Home / Finance / Finance Islamique / La finance islamique au Maroc

La finance islamique au Maroc

La commercialisation des produits financiers islamiques ou sous leur appellation officielle « alternatifs » est très récente. En effet, dans la perspective de développer la Finance Islamique, la Banque Centrale a commencé par adhérer, en 2006, à l’International Financial Services Board (IFSB). De plus, en septembre 2007, Bank Al Maghrib, a publié la première directive relative aux produits alternatifs (RN 33/G/2007). Cette directive traite des produits Ijara, Moucharaka et Mourabaha.

Défis à relever

Les produits autorisés par la directive de Bank Al Maghrib ont permis l’élargissement de la panoplie des produits proposés par les banques marocaines. Ce mode de financement alternatif, permettra, de contribuer à une meilleure bancarisation de l’économie marocaine.

En théorie, le Maroc représente un marché idéal pour le développement de la finance islamique ou sous son appellation officielle « alternative » compte tenu de la nature même de notre pays. En plus de l’argument religieux, l’économie marocaine souffre d’un taux d’épargne faible, ce qui ne lui permet pas de financer le niveau d’investissement nécessaire à maintenir une croissance économique forte et stable. En plus de son niveau bas, l’épargne marocaine se caractérise d’une maturité trop courte pour financer les projets d’investissement long terme car elle est principalement composée d’avoirs liquides et de placements non rémunérés.

La finance islamique représente aussi une opportunité idéale pour encourager les flux d’investissements notamment en provenance des régions du Golfe Persique ce qui pousserait vers une croissance rapide de plusieurs secteurs.

Conjugué à des facteurs comme la faiblesse des revenus ou la part élevée de personnes analphabètes, le facteur culturel, dominé par l’aspect religieux, explique l’existence d’une demande pour ce mode de financement. C’est la raison pour laquelle, les produits alternatifs peuvent constituer un levier puissant de mobilisation et d’affectation de l’épargne, avec le renforcement de la concurrence dans le secteur financier et l’allégement des contraintes réglementaires.

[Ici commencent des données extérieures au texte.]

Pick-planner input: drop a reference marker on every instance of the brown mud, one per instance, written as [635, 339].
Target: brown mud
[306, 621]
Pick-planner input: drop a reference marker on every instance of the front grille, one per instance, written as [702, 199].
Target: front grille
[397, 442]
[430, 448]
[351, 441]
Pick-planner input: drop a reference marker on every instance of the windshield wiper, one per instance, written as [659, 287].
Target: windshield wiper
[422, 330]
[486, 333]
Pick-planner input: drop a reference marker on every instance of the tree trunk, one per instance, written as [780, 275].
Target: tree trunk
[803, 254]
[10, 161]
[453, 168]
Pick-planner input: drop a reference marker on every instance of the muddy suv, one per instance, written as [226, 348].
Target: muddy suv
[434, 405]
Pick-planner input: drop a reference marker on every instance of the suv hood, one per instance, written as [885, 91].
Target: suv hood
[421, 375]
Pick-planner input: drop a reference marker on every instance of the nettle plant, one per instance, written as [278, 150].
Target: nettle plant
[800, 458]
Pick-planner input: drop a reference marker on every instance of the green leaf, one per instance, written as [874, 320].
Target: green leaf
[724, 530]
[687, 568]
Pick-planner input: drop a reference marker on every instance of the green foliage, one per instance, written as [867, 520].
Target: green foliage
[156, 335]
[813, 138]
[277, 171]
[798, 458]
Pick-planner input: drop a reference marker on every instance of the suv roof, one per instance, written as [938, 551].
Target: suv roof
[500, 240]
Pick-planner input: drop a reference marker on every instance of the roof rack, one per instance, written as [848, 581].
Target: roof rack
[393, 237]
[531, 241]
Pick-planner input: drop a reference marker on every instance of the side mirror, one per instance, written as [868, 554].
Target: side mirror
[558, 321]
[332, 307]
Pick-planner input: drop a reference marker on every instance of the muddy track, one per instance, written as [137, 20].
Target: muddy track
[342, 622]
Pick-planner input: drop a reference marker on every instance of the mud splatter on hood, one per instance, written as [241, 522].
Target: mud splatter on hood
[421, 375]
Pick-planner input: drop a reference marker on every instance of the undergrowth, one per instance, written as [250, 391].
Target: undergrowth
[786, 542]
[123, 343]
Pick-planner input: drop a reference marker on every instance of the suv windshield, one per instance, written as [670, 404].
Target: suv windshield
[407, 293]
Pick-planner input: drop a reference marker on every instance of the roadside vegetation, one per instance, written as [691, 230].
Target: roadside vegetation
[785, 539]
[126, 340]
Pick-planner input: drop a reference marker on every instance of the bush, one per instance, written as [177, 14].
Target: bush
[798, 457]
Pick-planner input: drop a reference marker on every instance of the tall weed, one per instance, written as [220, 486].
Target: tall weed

Comme toute industrie naissante, la finance alternative au Maroc devrait relever plusieurs défis afin de pouvoir prendre de l’ampleur. Pour affirmer sa place en tant qu’un mode de financement capable de concurrencer les moyens de financement conventionnels, plusieurs pistes de réflexion se présentent :

Labellisation des produits : La question qui se pose naturellement concerne l’organe qui sera en charge de certifier les produits.

La transparence : Des exigences particulières sur la transparence des produits sont à intégrer dans la réglementation pour une meilleure information des investisseurs et des épargnants.

La liquidité : c’est un élément qui caractérise tous les marchés de la finance islamique qui sont peu profonds en comparaison avec les marchés conventionnels.

Au Maroc, les produits alternatifs n’ont été introduits que récemment. Toutefois, nous pensons qu’à l’instar des autres pays qui l’ont adoptée, elle présente un moyen supplémentaire qui pourrait contribuer à financer notre économie en particulier dans des périodes de crise.

En effet, la mise en place de ce mode de financement pourrait accélérer l’amélioration des taux de bancarisation de la population, une canalisation plus importante de l’épargne interne et une attraction soutenue des investissements directs des pays du golfe.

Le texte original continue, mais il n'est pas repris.